An outbreak of coronavirus cases has been confirmed at a major Scottish hospital. 

A ward at Western General Hospital in Edinburgh has been forced into lockdown after positive cases of Covid-19 were identified and a "very small number" of patients died after testing positive for the virus.

The health board has said that six other patients have tested positive with Covid-19, and the oncology ward is locked down to new admissions or discharges for the time being. 

Health bosses have confirmed no new patients will be admitted to the affected ward and visiting has been suspended whilst investigations are underway. 

In a statement, NHS Lothian said: “Sadly, a very small number of patients, who had tested positive for the virus, have since died. Our thoughts are with their family at this sad time. We are unable to be specific about the number because the total is fewer than five.

“Six other patients have been confirmed with COVID-19 and the oncology ward has been closed to new admissions and discharges while investigations are underway and to allow tests to be carried out.

"All patients have been told of the outbreak and contact tracing, where necessary for visitors or outpatients, is being carried out by NHS Lothian’s Health Protection Team and the nationwide Test and Protect teams.”

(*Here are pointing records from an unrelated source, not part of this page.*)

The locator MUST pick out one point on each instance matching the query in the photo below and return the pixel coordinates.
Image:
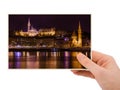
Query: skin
(102, 68)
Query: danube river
(44, 60)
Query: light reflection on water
(43, 60)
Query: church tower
(74, 39)
(29, 25)
(79, 35)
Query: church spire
(79, 35)
(28, 24)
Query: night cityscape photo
(48, 41)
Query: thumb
(89, 64)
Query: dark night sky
(60, 22)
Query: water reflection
(38, 59)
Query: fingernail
(80, 56)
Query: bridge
(55, 49)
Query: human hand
(103, 68)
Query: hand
(103, 68)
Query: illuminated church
(31, 32)
(77, 39)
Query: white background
(105, 24)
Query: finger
(83, 73)
(86, 62)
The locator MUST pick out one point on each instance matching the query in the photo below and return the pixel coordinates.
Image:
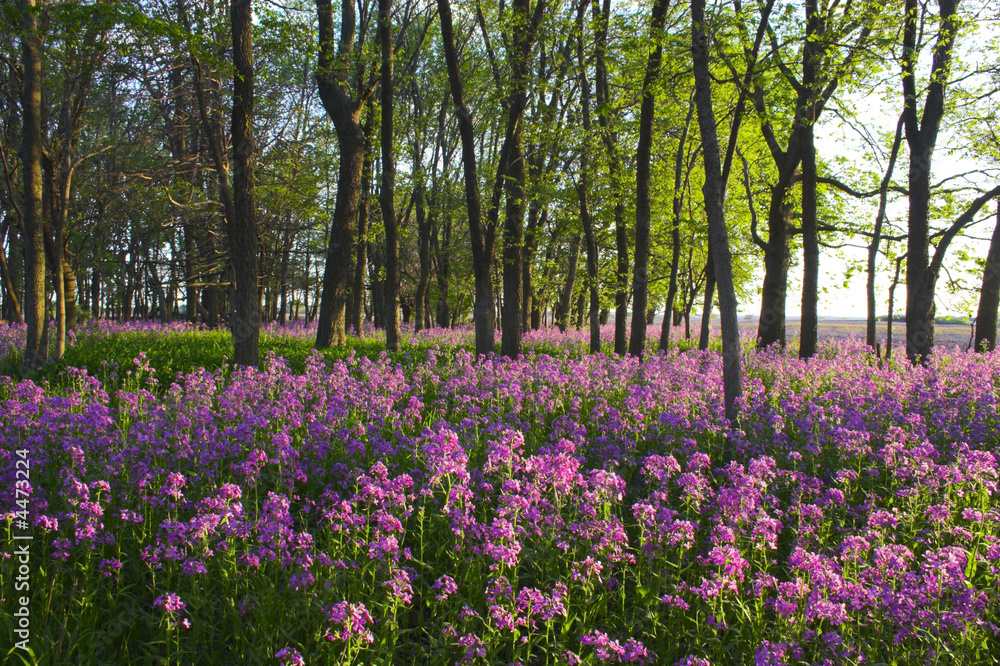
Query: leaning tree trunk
(35, 351)
(582, 188)
(989, 295)
(809, 329)
(647, 111)
(331, 78)
(921, 136)
(601, 19)
(566, 301)
(675, 232)
(732, 376)
(242, 228)
(483, 313)
(388, 189)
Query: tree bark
(675, 232)
(921, 137)
(345, 112)
(35, 351)
(482, 237)
(732, 376)
(643, 215)
(357, 301)
(387, 191)
(242, 228)
(808, 332)
(871, 335)
(610, 137)
(566, 301)
(582, 188)
(989, 294)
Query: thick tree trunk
(442, 249)
(387, 191)
(921, 136)
(35, 352)
(643, 215)
(989, 295)
(732, 375)
(242, 228)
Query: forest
(514, 165)
(467, 332)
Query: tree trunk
(345, 113)
(777, 260)
(675, 232)
(357, 301)
(12, 308)
(871, 335)
(732, 375)
(482, 237)
(566, 302)
(808, 332)
(989, 295)
(921, 136)
(643, 215)
(242, 228)
(892, 300)
(582, 189)
(424, 249)
(614, 170)
(708, 301)
(387, 191)
(36, 351)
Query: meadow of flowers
(432, 508)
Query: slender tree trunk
(707, 303)
(566, 302)
(643, 214)
(242, 228)
(35, 352)
(808, 332)
(423, 281)
(482, 237)
(387, 191)
(777, 260)
(12, 306)
(614, 169)
(871, 335)
(675, 232)
(732, 374)
(345, 113)
(582, 189)
(527, 269)
(892, 300)
(989, 295)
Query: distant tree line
(515, 164)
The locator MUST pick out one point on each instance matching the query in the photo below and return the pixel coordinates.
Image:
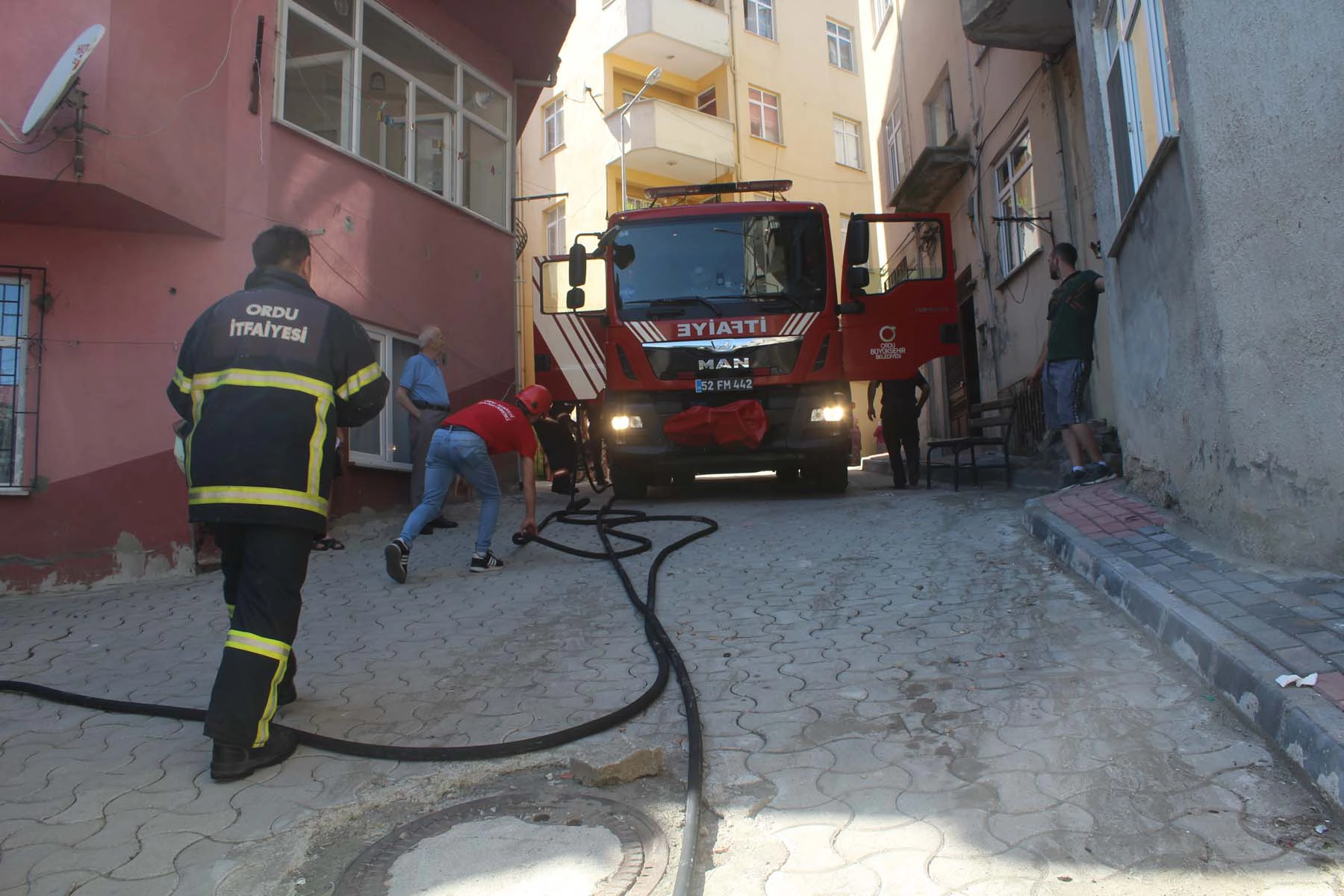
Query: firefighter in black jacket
(264, 379)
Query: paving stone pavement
(902, 694)
(1236, 623)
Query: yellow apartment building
(746, 90)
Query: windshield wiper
(780, 297)
(670, 305)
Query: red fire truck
(715, 339)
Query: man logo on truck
(726, 364)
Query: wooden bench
(987, 415)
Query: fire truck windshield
(719, 265)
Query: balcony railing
(673, 141)
(1039, 26)
(687, 38)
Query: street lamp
(648, 82)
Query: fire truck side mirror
(856, 242)
(578, 269)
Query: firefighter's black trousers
(264, 568)
(902, 432)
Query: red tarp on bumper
(735, 423)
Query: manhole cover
(524, 841)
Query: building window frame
(759, 102)
(848, 141)
(554, 222)
(1019, 240)
(16, 290)
(1137, 89)
(840, 40)
(894, 147)
(759, 18)
(464, 111)
(391, 422)
(553, 125)
(940, 114)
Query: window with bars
(764, 113)
(1018, 240)
(894, 148)
(847, 141)
(556, 243)
(759, 18)
(1140, 99)
(19, 376)
(840, 46)
(359, 77)
(553, 125)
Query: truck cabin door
(567, 343)
(903, 316)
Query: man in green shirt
(1066, 361)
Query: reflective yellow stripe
(277, 650)
(359, 381)
(269, 379)
(258, 496)
(315, 449)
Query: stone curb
(1305, 726)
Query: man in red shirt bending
(463, 447)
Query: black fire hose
(608, 523)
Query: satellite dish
(60, 80)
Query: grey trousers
(423, 433)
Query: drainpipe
(732, 93)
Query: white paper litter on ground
(1308, 682)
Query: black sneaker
(231, 763)
(1098, 472)
(398, 558)
(1074, 477)
(487, 563)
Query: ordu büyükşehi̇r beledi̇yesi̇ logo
(889, 349)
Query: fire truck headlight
(833, 414)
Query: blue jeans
(457, 452)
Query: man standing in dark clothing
(1066, 361)
(265, 376)
(423, 394)
(900, 423)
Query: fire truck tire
(628, 484)
(833, 477)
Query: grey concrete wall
(1223, 317)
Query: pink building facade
(385, 129)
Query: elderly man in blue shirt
(423, 394)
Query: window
(1139, 90)
(847, 141)
(942, 127)
(840, 46)
(396, 100)
(894, 148)
(764, 111)
(880, 10)
(761, 18)
(386, 441)
(553, 125)
(707, 102)
(13, 367)
(1018, 240)
(556, 243)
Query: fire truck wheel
(628, 485)
(833, 477)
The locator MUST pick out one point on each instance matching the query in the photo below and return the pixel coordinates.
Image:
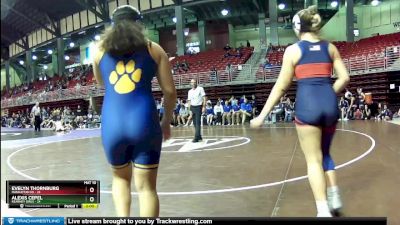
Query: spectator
(246, 110)
(209, 113)
(183, 115)
(366, 113)
(358, 114)
(385, 114)
(289, 111)
(343, 106)
(218, 110)
(213, 76)
(227, 47)
(253, 103)
(226, 116)
(235, 111)
(397, 114)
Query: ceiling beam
(3, 36)
(91, 8)
(31, 20)
(103, 5)
(255, 3)
(8, 28)
(49, 19)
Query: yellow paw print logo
(124, 77)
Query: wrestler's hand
(256, 122)
(166, 129)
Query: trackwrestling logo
(185, 144)
(10, 220)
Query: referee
(36, 113)
(197, 104)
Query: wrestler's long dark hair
(125, 35)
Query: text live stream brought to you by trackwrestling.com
(192, 221)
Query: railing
(380, 62)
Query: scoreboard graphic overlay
(53, 194)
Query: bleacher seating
(369, 47)
(205, 61)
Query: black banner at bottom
(221, 220)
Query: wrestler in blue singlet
(130, 124)
(316, 101)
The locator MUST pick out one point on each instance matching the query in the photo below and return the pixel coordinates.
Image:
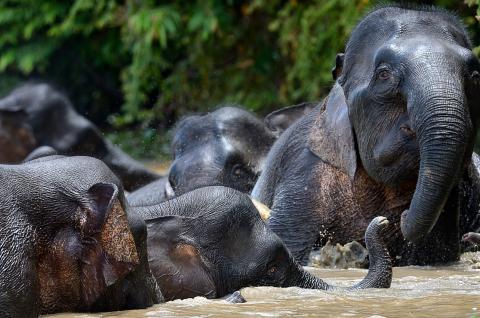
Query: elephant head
(211, 242)
(225, 147)
(410, 86)
(69, 241)
(36, 115)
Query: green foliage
(142, 64)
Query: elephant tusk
(263, 210)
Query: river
(446, 291)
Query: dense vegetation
(136, 66)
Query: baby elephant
(211, 242)
(68, 241)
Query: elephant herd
(385, 159)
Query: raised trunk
(441, 121)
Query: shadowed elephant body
(68, 240)
(211, 242)
(385, 141)
(36, 115)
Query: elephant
(36, 115)
(224, 147)
(395, 134)
(211, 242)
(279, 120)
(69, 241)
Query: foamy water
(447, 291)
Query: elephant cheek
(59, 274)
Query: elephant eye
(384, 74)
(272, 270)
(238, 170)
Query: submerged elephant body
(394, 137)
(36, 115)
(68, 240)
(211, 242)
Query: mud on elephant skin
(394, 135)
(36, 115)
(211, 242)
(226, 147)
(69, 241)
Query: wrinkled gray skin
(279, 120)
(69, 241)
(225, 147)
(36, 115)
(212, 242)
(394, 135)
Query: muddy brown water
(447, 291)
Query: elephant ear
(331, 137)
(110, 252)
(177, 264)
(279, 120)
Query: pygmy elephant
(394, 136)
(68, 241)
(225, 147)
(36, 115)
(211, 242)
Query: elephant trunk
(443, 128)
(379, 273)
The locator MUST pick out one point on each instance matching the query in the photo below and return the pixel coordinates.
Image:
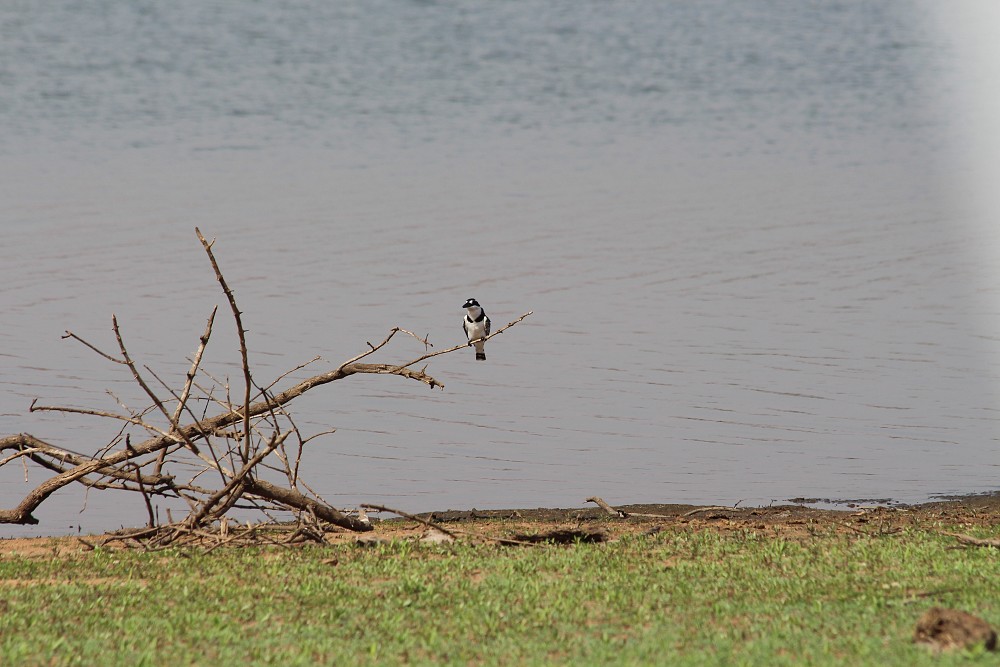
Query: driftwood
(230, 451)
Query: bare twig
(241, 332)
(608, 508)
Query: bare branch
(241, 332)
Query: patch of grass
(681, 597)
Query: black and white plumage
(477, 327)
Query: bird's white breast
(475, 329)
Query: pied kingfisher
(477, 327)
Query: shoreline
(785, 520)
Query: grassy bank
(683, 596)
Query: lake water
(753, 236)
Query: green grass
(678, 598)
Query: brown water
(751, 273)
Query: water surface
(740, 228)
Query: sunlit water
(738, 226)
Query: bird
(476, 326)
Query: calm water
(742, 227)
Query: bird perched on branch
(477, 327)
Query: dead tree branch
(232, 445)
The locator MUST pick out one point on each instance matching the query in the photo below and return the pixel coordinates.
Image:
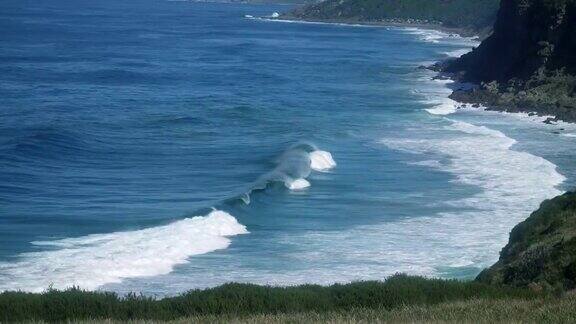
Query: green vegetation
(243, 300)
(469, 14)
(541, 252)
(529, 63)
(539, 310)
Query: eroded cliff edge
(528, 64)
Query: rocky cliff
(528, 63)
(472, 15)
(541, 252)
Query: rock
(541, 252)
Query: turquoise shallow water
(122, 121)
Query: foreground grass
(538, 310)
(249, 302)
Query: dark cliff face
(541, 251)
(529, 36)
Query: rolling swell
(94, 260)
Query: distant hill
(529, 62)
(470, 14)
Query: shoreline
(462, 32)
(476, 96)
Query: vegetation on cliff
(528, 63)
(541, 252)
(474, 15)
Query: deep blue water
(122, 120)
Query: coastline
(463, 32)
(476, 95)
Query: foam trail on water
(512, 184)
(298, 184)
(94, 260)
(321, 161)
(458, 52)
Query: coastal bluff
(541, 252)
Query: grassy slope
(245, 301)
(472, 14)
(542, 249)
(540, 310)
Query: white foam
(446, 107)
(458, 52)
(298, 184)
(321, 161)
(94, 260)
(512, 184)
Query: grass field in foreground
(539, 310)
(394, 299)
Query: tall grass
(241, 300)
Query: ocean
(160, 146)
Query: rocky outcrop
(472, 15)
(541, 252)
(529, 61)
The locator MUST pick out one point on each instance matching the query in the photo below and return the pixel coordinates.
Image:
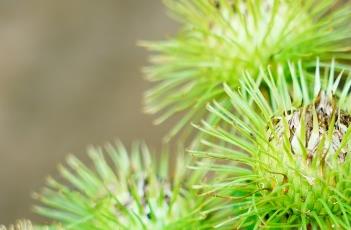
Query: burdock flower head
(222, 38)
(128, 191)
(287, 155)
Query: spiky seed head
(220, 39)
(134, 192)
(286, 156)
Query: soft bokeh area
(70, 77)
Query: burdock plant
(276, 140)
(287, 156)
(220, 39)
(133, 191)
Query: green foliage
(220, 39)
(133, 192)
(20, 225)
(286, 156)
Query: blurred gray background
(70, 76)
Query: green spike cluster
(273, 150)
(287, 156)
(220, 39)
(20, 225)
(133, 192)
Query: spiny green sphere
(134, 192)
(317, 162)
(286, 156)
(220, 39)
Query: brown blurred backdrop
(70, 77)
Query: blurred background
(70, 76)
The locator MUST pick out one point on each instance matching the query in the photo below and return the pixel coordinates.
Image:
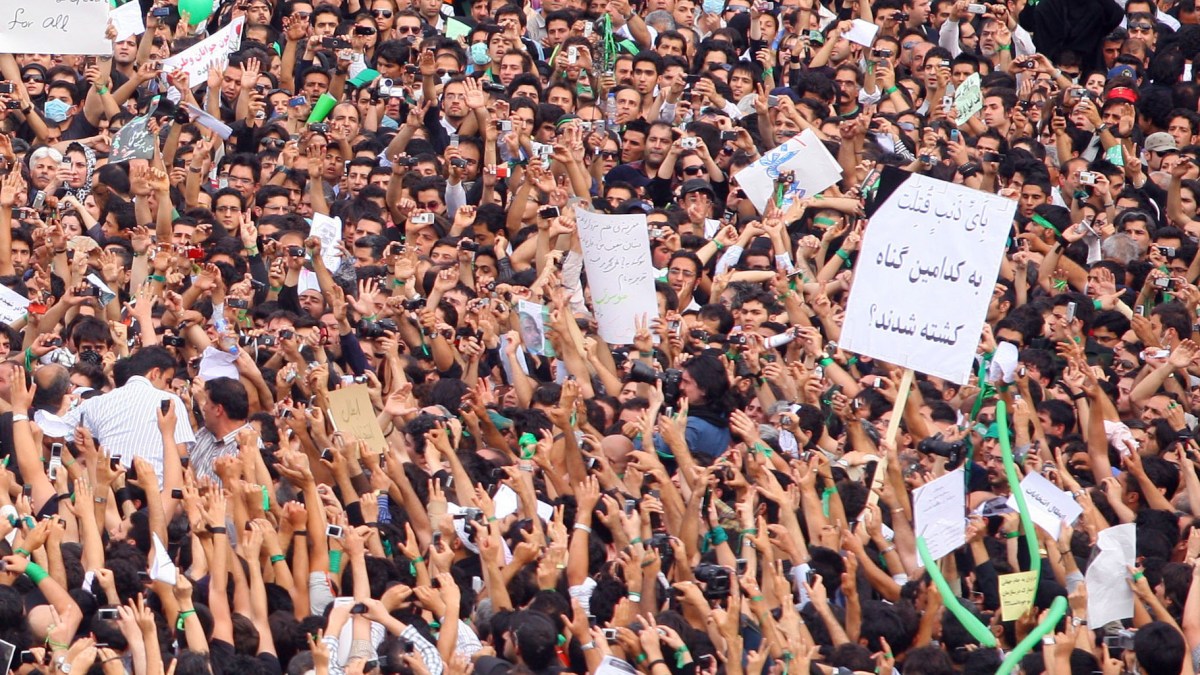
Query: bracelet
(183, 615)
(37, 574)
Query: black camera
(717, 580)
(376, 329)
(953, 451)
(670, 377)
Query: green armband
(35, 572)
(183, 616)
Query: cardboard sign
(924, 276)
(46, 27)
(1017, 591)
(351, 412)
(214, 51)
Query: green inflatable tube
(1057, 610)
(971, 622)
(1014, 484)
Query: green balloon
(197, 10)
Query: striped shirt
(125, 422)
(209, 448)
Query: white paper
(161, 567)
(12, 305)
(862, 33)
(41, 27)
(805, 156)
(940, 509)
(127, 21)
(214, 51)
(329, 231)
(209, 121)
(1109, 596)
(967, 99)
(1048, 506)
(924, 276)
(617, 258)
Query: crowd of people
(304, 370)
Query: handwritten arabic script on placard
(925, 274)
(617, 258)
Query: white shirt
(125, 422)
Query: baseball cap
(1161, 142)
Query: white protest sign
(127, 21)
(12, 305)
(810, 162)
(924, 276)
(1109, 596)
(214, 51)
(967, 99)
(862, 33)
(41, 27)
(329, 232)
(940, 509)
(1048, 505)
(617, 258)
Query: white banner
(924, 276)
(214, 51)
(617, 258)
(810, 162)
(940, 513)
(46, 27)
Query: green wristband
(35, 572)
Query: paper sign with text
(967, 99)
(940, 509)
(49, 27)
(1049, 506)
(214, 51)
(924, 276)
(1017, 591)
(617, 258)
(351, 411)
(810, 162)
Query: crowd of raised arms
(303, 372)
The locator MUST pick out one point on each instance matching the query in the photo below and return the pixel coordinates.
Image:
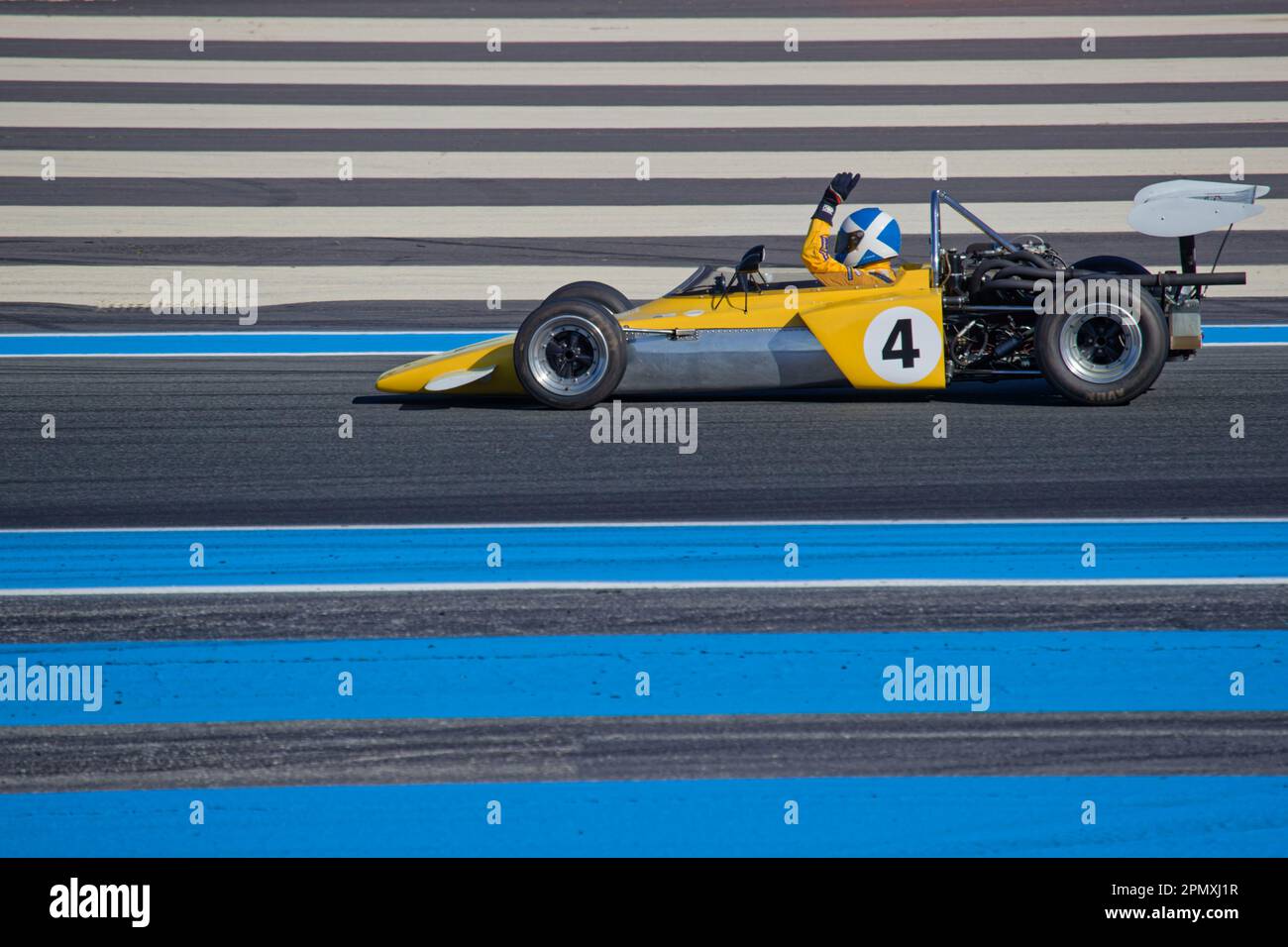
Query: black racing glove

Dr Donald Inverarity, Consultant Microbiologist, NHS LOthian, and chair of the IMT, said: "Our thoughts are with the family of the deceased and I would like to express our sincere condolences.

"A multidisciplinary Incident Management Team (IMT) was immediately established and all necessary infection control measures are in place. The situation will continue to be reviewed and monitored very closely.

"The enhanced outbreak testing regime allows us to identify staff patients who have the virus before they become symptomatic. 

"That gives us the opportunity to introduce enhanced infection control measures and barriers sooner than we would previously have been able. It allows staff to begin self-isolation and patients to be moved into co-horted groups before they become symptomatic, which in turn reduces the likelihood of passing on the infection to others.

"Patient safety is our main priority and while we understand that the request not to go home for the weekend may be upsetting, it is necessary.

"It will help reduce the risk of onwards transmission and protect their families and the wider community. I would like to thank patients and their families for their co-operation and understanding."